Ancora una volta la casa editrice Autodafè si conferma nella scelta di romanzi che non sono begli oggetti chiusi in se stessi ma superfici che riflettono la realtà di tutti e per questo sono capaci di parlare a molti. E, in questo caso, lo fa con un testo che è interessante sotto molteplici punti di vista: dal titolo che stuzzica il lettore fino al genere che si sottrae a semplici classificazioni. Non è un giallo tout court né un noir ma ha degli elementi di indagine molto intriganti, non è un romanzo fantastico ma c’è l’affiorare di una dimensione altra dall’ordinario, è un po’ romanzo sociale, un po’ romanzo psicologico. È un testo ricco che non ha bisogno di essere etichettato per affermare che si tratti di un buon romanzo. Senza banali semplificazioni porta a galla differenze di valori, di sentimenti, di caratteri non con facili opposizioni ma in modo problematico e dialettico. 
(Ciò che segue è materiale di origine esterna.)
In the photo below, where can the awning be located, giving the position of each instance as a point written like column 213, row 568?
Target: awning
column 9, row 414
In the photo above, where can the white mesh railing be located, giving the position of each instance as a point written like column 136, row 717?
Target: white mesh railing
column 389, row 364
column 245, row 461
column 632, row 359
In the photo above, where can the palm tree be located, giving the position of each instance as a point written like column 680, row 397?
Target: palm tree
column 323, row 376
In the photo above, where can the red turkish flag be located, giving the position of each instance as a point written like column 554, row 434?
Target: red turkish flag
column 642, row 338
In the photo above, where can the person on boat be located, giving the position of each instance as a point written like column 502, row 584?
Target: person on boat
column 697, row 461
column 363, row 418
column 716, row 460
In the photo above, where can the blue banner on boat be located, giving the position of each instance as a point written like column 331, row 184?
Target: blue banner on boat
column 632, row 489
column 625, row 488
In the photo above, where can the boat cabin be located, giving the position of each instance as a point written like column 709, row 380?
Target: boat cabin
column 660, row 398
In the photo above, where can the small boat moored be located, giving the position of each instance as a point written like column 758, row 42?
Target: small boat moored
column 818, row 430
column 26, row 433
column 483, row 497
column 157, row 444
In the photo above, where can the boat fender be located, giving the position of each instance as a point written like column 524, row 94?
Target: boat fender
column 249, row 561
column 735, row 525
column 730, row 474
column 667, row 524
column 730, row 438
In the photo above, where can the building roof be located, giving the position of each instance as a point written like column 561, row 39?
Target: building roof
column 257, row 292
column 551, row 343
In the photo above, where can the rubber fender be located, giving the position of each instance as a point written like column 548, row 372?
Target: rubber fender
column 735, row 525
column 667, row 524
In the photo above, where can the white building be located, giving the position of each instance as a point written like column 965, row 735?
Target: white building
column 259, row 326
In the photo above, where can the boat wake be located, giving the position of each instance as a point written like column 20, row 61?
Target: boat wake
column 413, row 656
Alla fine il lettore comprende come il divario tra i due protagonisti non è poi così grande come sembrava all’inizio, si sono ritrovati trovando quella parte di sé che pareva perduta. Anche se non sono riusciti a dirsi quel che provano guardandosi negli occhi perché il tempo non l’ha permesso, in un modo straordinario riescono comunque a comunicare, sintomo del fatto che spesso si è separati da distanze che paiono infinite ma che poi alcuni eventi e stati d’animo portano a riconsiderare. C’è tanta ironia nel romanzo e non manca profondità. Ma c’è anche straniamento: il lettore comprende molte cose ponendosi dal punto di vista di un fantasma e da quello di una donna che torna al passato come un’outsider. 

Margherita sospirò e si stiracchiò. Pensò all’angolo di pace e all’abbraccio che la stavano aspettando. Provò un’emozione che la riscaldò fino al midollo. Diecipercento raccolse sospiro, pensiero ed emozione. Non era divertimento, non era gioia: era qualcosa di meglio, di più solido; un sentimento dalle radici profonde. Era proprio lei: la maledetta felicità. Lui l’aveva assaggiata solamente nella sua infanzia. Era bella da morire, ma in vita avrebbe potuto goderne ancora. Il dolore della scoperta lo frantumò come un ghiacciolo.

Forse c’è sempre un’altra occasione per cogliere il senso della propria vita e delle proprie azioni e fare i conti, proprio come Diecipercento, ma questa volta finalmente non con gli altri, bensì con se stesso.